# On the way



## Mr Fixit (Jan 27, 2010)

I really thought when I decided to go from standard and slim line pens to making fountain pens it would just be a matter of getting some new kits.

Boy was I wrong!

I've been researching and trying to decide _which_ kits to get and what to make them look like.

I bought a couple kits, a couple flat top and an El Grande.  Honestly, I wasn't happy with the Flat Tops.  They were 'ok', but not up to the level I was looking for.

So now, I have a couple of orders in on different kits along with bushings.  And some special wood/acrylic blanks from Bear Tooth Woods.

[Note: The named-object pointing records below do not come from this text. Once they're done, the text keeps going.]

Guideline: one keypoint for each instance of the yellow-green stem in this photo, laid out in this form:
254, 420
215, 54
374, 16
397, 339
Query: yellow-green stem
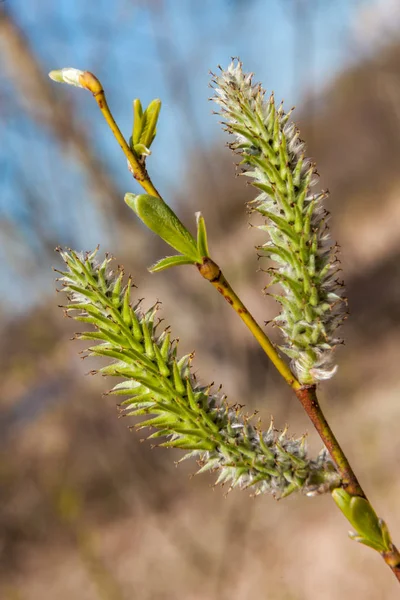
91, 83
211, 271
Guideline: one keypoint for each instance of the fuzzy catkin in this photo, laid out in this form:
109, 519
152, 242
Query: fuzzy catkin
273, 156
177, 408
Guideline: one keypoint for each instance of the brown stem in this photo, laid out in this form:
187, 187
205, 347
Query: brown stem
309, 401
306, 394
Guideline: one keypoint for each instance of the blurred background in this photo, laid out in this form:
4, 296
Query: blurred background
86, 510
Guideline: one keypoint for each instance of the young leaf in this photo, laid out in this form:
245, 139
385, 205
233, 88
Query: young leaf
137, 121
158, 217
170, 261
149, 124
202, 243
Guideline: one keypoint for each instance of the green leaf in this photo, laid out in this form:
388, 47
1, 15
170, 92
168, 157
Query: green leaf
362, 517
150, 118
137, 122
202, 243
170, 261
141, 150
158, 217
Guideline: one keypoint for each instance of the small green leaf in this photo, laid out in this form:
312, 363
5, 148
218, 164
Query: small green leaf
137, 122
158, 217
141, 150
171, 261
202, 243
362, 517
150, 118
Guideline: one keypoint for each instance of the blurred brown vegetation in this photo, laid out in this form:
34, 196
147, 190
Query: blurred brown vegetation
87, 511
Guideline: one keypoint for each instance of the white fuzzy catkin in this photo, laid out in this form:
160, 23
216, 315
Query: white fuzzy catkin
162, 387
312, 302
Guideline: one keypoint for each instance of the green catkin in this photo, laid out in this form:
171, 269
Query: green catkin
312, 304
162, 387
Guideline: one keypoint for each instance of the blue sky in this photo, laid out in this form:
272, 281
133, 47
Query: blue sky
137, 54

This is gonna be addicting.

Mr Fixit


----------



## glycerine (Jan 27, 2010)

I personally like the Jr. Gentlemen kits, or the retro or statesman...


----------



## mrcook4570 (Jan 27, 2010)

Mr Fixit said:


> This is gonna be addicting.



:biggrin:


----------



## glycerine (Jan 27, 2010)

Mr Fixit said:


> I really thought when I decided to go from standard and slim line pens to making fountain pens it would just be a matter of getting some new kits.
> 
> Boy was I wrong!
> 
> ...


 
P.S. -  Yes it is!!!!!!!!!!!!!!


----------